The problem of using openmpi-v4 of toolchain to compile abacus-develop-LTSv3.10.0
Describe the bug
pcc025:rank16.abacus: Failed to modify UD QP to INIT on mlx5_0: Operation not permitted pcc025:rank22.abacus: Failed to modify UD QP to INIT on mlx5_0: Operation not permitted
Open MPI failed an OFI Libfabric library call (fi_endpoint). This is highly unusual; your job may behave unpredictably (and/or abort) after this.
Local host: pcc025 Location: mtl_ofi_component.c:515 Error: Invalid argument (22)
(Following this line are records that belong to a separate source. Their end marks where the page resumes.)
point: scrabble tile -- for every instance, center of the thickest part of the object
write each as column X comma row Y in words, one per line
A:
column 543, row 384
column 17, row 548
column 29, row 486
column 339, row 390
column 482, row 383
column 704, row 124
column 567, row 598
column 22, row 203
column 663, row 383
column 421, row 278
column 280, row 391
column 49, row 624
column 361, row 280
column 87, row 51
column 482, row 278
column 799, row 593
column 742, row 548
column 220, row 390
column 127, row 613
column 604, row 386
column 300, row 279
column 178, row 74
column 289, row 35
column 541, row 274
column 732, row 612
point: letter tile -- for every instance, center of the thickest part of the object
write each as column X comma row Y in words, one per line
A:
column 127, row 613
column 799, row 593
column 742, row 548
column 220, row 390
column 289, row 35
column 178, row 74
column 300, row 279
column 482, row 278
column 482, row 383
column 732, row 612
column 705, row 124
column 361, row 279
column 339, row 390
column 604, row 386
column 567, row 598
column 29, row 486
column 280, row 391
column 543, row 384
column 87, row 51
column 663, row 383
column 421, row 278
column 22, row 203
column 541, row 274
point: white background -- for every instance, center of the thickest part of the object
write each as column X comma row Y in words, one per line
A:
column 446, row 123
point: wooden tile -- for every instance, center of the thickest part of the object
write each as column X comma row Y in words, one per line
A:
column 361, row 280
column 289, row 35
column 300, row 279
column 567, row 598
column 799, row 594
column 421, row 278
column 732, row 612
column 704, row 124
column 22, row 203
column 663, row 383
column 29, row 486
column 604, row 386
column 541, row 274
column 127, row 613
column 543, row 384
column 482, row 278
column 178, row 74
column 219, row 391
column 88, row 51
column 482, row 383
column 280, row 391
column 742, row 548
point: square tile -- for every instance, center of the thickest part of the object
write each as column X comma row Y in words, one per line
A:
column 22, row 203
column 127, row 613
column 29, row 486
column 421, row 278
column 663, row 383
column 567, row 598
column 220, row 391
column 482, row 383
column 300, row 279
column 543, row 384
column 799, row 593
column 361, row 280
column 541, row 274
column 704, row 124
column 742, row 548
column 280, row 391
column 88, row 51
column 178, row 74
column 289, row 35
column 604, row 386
Could anyone help me solve these issues?
Thanks. Best regards, Zhao
Expected behavior
No response
To Reproduce
No response
Environment
No response
Additional Context
No response
Task list for Issue attackers (only for developers)
- [ ] Verify the issue is not a duplicate.
- [ ] Describe the bug.
- [ ] Steps to reproduce.
- [ ] Expected behavior.
- [x] Error message.
- [ ] Environment details.
- [ ] Additional context.
- [ ] Assign a priority level (low, medium, high, urgent).
- [ ] Assign the issue to a team member.
- [ ] Label the issue with relevant tags.
- [ ] Identify possible related issues.
- [ ] Create a unit test or automated test to reproduce the bug (if applicable).
- [ ] Fix the bug.
- [ ] Test the fix.
- [ ] Update documentation (if necessary).
- [ ] Close the issue and inform the reporter (if applicable).
Hi @summitmoon You can try toolchain 202502, which is merged in the develop branch, and you can just replace the toolchain directory in LTS repo for using. For better debug, please tell us your server environment, like:
- gcc version
- OS version
- toolchain usage Thanks!
The gcc version is gcc-12.3.0;
The toolchain is toolchain_gnu.sh with:
./install_abacus_toolchain.sh
--with-gcc=system
--with-intel=no
--with-openblas=install
--with-openmpi=system
--with-cmake=install
--with-scalapack=install
--with-libxc=install
--with-fftw=install
--with-elpa=install
--with-cereal=install
--with-rapidjson=install
--with-libtorch=no
--with-libnpy=no
--with-libri=no
--with-libcomm=no
--with-4th-openmpi=no \
The openmpi is 4.1.7, and the OS version is NAME="Rocky Linux" VERSION="8.10 (Green Obsidian)".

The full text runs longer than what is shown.